Ultraviolet Radiation:

This form of therapy came after the heat lamps. It was considered a major breakthrough because by simply switching on a UV light bulb, a wound or sample of blood could be sterilized of any unwanted organisms or chemicals. Also stabilization of protein changes became possible with different wavelengths of UV light, allowing for longer storage of plasma in blood banks. Once again there are varying wavelengths of UV radiation. As the wavelengths are decreased the radiation gains more and more energy and becomes closer to an X-ray as oppose to UV radiation. UV lamps also found use in the food industry to sterilize foods before canning or packaging it. Because of the high amounts of energy in UV radiation, these therapies can become harmful if over-exposure occurs.

Light Amplification by Stimulated Emition of Radiation (L.A.S.E.R.):

Lasers are still considered by many medical professionals to be one of the hallmarks of modern medicine. They produce very precise and intense pulses of photons and deliver them to a target. On the electromagnetic spectrum wavelengths are measured in nanometers (one billionth of a meter). An individual laser contains photons of only one colour. That means that a laser operates at only a single frequency or wavelength. Below is a diagrammatic representation of the waves of photons emitted by a typical laser. The emission is coherent, which means that all of the waves are in phase with one another. One wave consists of a crest (high point) and a trough (low point). When two crests overlap, they add to form a wave twice the size of the initial waves. When two troughs meet they subtract and form a trough twice as deep as the initial trough. Because of this property (coherence), lasers can emit very strong pulses of light which can carry for a long distance. The way in which a laser generates this powerful burst of photons is by exciting a gas or a mixture of gases. When the gas atoms are excited by either a flash of light or by a high voltage their electrons jump and release photons (explained here ). The excitable material (gas in our case) is enclosed in a tube which is capped by two mirrors. One mirror is completely silvered and does not let any light out. The other mirror is only half silvered and allows only photons of a certain wavelength to pass, thereby creating a coherent emission of light. Dependant on which excitable material is used the colour of the laser will change, however a laser is only ever one colour.

The applications of lasers in modern medicine are vast and span from eye surgery such as removing cataracts or lens reshaping across scar and tattoo removal to cosmetic uses such as hair or varicose veins removal. In the first instance of eye surgery the intense heat which a laser produces burns the targeted part of the eye. In the instance of tattoo removal the laser breaks up the dye which makes up the tattoo into smaller pieces which are then in turn collected by our immune systems. In the instance of scar or stretch-mark removal, the laser loosens the tight collagen fibers which make up the scar tissue. Sometimes slight inflammation is also initiated. Together these two effects cause the body to restructure the area where the scar was. This usually results in a diminishing of the amount of scar tissue.

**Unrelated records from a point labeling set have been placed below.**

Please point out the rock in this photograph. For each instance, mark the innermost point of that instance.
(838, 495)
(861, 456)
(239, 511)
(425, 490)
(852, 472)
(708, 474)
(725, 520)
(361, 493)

Incoherent Polarized Light:

This is a therapy system which was developed in the 1980's along-side research which was being done for various laser applications in medicine. A Hungarian research team came across the fact that polarising light has biostimulatory effects. This therapy system is explained in detail here. After its discovery a Swiss company, Zepter International, offered to develop a device using this technology, and thus the Bioptron was developed. It has been used widely across Europe in private homes, hospitals and operating theaters for the past 20 years.